4. Plaintiffs also contend that the circuit court erred in ruling that Plaintiffs were not entitled to amend their complaint. However, Plaintiffs have failed to provide any record references in the points of error section of their opening brief showing where the alleged error occurred as required by Rule 28(b)(4) of the Hawai`i Rules of Appellate Procedure (HRAP) (1996). In addition, Plaintiffs did not provide any record references regarding this alleged error anywhere in their opening brief. In fact, our review of the record reveals that Plaintiffs never filed a motion to amend their complaint. The only mention of a possible amendment to Plaintiffs’ complaint was made in reference to Plaintiffs’ opposition to Kaiser’s motion for summary judgment where Plaintiffs argued that they had “stated claims cognizable under ERISA” but that “if the Court has any doubt as to this, Plaintiffs should be allowed to amend their complaint to specifically state such claims.” Because Plaintiffs did not file a formal motion to amend the complaint and the circuit court never formally ruled on the issue, we decline to address it.
5. Count Seven of Plaintiffs’ complaint stated a claim for attorneys’ fees and costs under HRS § 431:10C-242. Although Kaiser contends that the circuit court correctly determined that Plaintiffs were not entitled to attorney’s fees and costs under HRS § 431:10-242, we decline to address this issue inasmuch as Plaintiffs have failed to raise it in their statement of points of error as required by HRAP Rule 28(b)(4).

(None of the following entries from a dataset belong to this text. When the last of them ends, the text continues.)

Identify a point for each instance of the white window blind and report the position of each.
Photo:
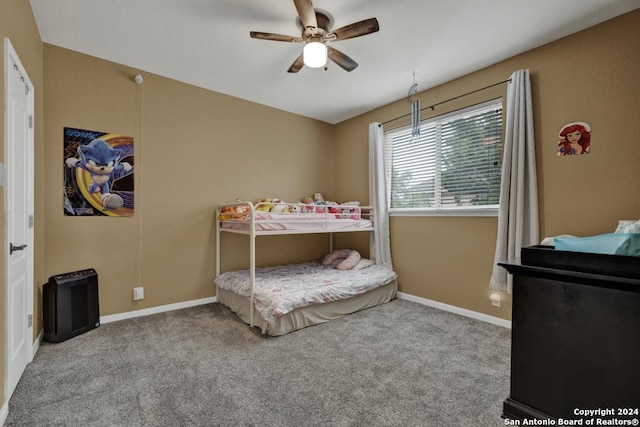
(454, 164)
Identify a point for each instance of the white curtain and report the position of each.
(379, 196)
(518, 214)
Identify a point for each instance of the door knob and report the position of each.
(12, 248)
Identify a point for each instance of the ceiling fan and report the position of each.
(316, 34)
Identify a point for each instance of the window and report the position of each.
(453, 167)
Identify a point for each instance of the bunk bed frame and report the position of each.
(250, 226)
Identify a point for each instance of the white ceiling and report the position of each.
(206, 43)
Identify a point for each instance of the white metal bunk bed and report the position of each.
(250, 219)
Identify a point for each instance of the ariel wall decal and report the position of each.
(574, 138)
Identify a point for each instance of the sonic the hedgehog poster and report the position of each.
(98, 173)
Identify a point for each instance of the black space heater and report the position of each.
(70, 305)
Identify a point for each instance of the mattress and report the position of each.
(310, 315)
(283, 289)
(302, 222)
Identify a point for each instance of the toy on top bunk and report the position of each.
(346, 259)
(315, 204)
(233, 212)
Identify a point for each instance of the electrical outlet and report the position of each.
(138, 293)
(496, 300)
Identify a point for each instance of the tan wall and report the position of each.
(193, 149)
(591, 76)
(18, 24)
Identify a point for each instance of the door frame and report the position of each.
(11, 61)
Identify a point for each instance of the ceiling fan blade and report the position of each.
(306, 13)
(356, 29)
(297, 65)
(341, 59)
(274, 37)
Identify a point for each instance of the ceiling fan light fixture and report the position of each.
(314, 54)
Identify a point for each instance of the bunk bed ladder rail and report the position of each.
(252, 251)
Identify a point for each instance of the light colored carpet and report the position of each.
(399, 364)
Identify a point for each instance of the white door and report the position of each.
(19, 219)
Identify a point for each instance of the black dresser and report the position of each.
(575, 334)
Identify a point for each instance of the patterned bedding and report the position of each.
(282, 289)
(310, 221)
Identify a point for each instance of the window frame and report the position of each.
(449, 211)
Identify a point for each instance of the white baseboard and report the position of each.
(156, 310)
(457, 310)
(4, 411)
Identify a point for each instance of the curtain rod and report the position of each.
(446, 100)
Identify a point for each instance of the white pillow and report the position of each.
(364, 263)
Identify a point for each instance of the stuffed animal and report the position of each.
(280, 207)
(318, 200)
(234, 212)
(342, 259)
(309, 205)
(265, 205)
(295, 208)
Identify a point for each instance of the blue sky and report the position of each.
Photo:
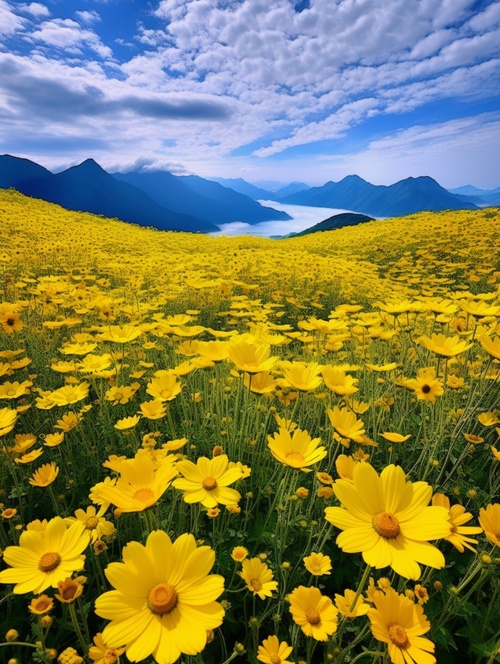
(283, 90)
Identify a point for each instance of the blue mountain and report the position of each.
(205, 199)
(89, 188)
(405, 197)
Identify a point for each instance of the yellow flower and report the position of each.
(313, 612)
(139, 486)
(488, 419)
(127, 423)
(207, 482)
(489, 518)
(387, 519)
(164, 599)
(53, 439)
(400, 623)
(153, 410)
(346, 424)
(272, 651)
(44, 475)
(164, 386)
(444, 346)
(491, 346)
(42, 559)
(41, 605)
(250, 357)
(68, 422)
(345, 604)
(239, 553)
(296, 449)
(318, 564)
(394, 437)
(457, 517)
(426, 386)
(14, 390)
(303, 376)
(258, 577)
(120, 334)
(8, 419)
(101, 654)
(93, 521)
(338, 381)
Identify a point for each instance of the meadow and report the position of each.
(237, 448)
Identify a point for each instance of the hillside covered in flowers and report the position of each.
(237, 448)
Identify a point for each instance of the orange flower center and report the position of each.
(313, 617)
(386, 525)
(162, 599)
(398, 636)
(256, 584)
(92, 522)
(49, 561)
(144, 496)
(209, 483)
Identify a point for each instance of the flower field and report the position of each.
(238, 448)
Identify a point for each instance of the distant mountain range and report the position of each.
(402, 198)
(190, 203)
(161, 199)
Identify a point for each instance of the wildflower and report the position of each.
(93, 521)
(313, 612)
(346, 424)
(346, 607)
(239, 553)
(272, 651)
(164, 599)
(139, 486)
(338, 381)
(207, 482)
(302, 376)
(127, 423)
(8, 419)
(444, 346)
(296, 449)
(164, 386)
(318, 564)
(101, 654)
(153, 410)
(387, 519)
(394, 437)
(69, 590)
(400, 623)
(457, 517)
(258, 577)
(42, 559)
(426, 386)
(44, 475)
(41, 605)
(489, 518)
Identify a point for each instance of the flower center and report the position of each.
(162, 599)
(313, 617)
(92, 522)
(144, 496)
(386, 525)
(398, 636)
(256, 584)
(49, 561)
(209, 483)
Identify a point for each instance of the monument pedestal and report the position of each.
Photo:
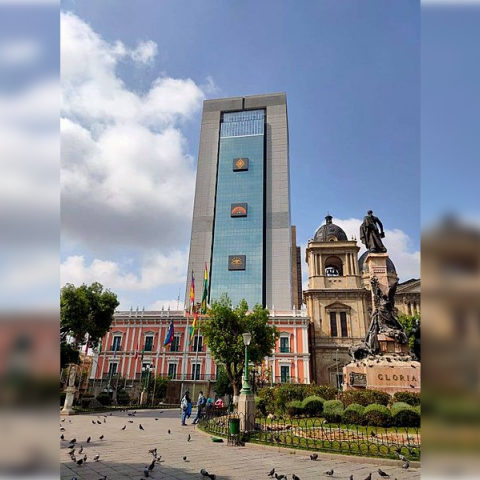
(68, 404)
(246, 412)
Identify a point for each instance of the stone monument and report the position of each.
(383, 361)
(70, 391)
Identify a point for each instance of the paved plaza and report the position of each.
(124, 453)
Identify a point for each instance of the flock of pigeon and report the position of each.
(75, 451)
(330, 473)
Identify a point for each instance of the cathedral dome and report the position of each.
(330, 232)
(361, 264)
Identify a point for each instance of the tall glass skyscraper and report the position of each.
(241, 220)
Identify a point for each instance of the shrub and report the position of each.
(403, 415)
(333, 411)
(413, 399)
(377, 415)
(353, 414)
(365, 397)
(123, 398)
(294, 408)
(266, 398)
(313, 406)
(286, 393)
(104, 398)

In light of our result in this appeal, however, we note that a court has general discretion to award attorney’s fees in a claim to enforce rights under an ERISA plan. See, e.g., Smith v. CMTA-IAM Pension Trust, 746 F.2d 587, 589 (9th Cir. 1984).

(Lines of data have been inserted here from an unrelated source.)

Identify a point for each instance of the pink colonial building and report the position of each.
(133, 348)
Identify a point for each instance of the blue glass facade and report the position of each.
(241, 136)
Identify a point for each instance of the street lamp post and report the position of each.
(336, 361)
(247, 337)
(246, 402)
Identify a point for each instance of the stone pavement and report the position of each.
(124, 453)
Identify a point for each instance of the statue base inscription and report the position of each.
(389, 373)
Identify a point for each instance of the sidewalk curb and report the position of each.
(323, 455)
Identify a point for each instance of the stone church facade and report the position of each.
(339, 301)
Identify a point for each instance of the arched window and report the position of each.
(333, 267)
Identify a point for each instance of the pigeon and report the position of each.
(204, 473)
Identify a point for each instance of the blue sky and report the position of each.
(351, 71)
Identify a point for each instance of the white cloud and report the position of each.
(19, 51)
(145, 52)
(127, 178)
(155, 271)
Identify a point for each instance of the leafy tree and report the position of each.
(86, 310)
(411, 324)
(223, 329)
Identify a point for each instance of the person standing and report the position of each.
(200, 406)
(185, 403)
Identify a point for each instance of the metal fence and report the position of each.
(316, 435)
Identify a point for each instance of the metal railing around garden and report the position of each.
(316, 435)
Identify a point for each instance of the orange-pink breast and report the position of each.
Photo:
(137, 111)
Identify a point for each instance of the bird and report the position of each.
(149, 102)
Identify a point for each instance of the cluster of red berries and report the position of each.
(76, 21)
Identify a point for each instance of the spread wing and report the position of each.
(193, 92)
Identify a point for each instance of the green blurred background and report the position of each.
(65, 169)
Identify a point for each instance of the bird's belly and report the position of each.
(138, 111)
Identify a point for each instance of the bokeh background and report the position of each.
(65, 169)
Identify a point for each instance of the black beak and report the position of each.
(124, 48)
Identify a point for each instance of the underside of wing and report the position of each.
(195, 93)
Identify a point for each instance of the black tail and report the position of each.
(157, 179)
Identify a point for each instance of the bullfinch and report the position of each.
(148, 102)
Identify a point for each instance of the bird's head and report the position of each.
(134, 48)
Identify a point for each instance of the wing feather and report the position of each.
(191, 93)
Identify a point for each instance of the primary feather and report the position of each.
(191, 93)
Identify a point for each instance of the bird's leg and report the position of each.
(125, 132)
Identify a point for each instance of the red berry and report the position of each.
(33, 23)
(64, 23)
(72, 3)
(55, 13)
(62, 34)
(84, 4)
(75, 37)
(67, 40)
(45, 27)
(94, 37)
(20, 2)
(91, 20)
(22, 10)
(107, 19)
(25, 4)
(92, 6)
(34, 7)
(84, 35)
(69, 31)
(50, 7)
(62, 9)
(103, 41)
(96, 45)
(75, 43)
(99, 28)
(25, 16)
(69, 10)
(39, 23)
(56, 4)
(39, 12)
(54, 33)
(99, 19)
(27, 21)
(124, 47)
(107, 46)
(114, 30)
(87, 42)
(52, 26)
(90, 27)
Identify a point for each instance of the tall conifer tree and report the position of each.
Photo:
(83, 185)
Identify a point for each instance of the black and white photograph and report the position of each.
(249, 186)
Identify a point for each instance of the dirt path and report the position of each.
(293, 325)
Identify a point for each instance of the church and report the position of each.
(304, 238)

6. In their cross-appeals, Dr. Davenport and HMG contend that the circuit court abused its discretion in: (1) granting Plaintiffs’ motion to extend time to certify Dr. Davenport and HMG as doe defendants; and (2) granting Plaintiffs’ motion to certify Dr. Davenport and HMG as doe defendants. Because we hold that the circuit court did not have subject matter jurisdiction with regard to Plaintiffs’ claims against Dr. Davenport and HMG as a result of Plaintiffs’ failure to comply with the requirements of HRS § 671-12, the points of error raised in the cross-appeals are moot inasmuch as the circuit court’s ruling has effectively extinguished Plaintiffs’ claims against Dr. Davenport and HMG. See In re Application of Thomas, 73 Haw. 223, 225-26, 832 P.2d 253, 254 (1992) (noting that “[a] case is moot where the question to be determined is abstract and does not rest on existing facts or rights) (quoting Wong v. Board of Regents, Univ. of Hawaii, 62 Haw. 391, 394, 616 P.2d 201, 203-04 (1980)).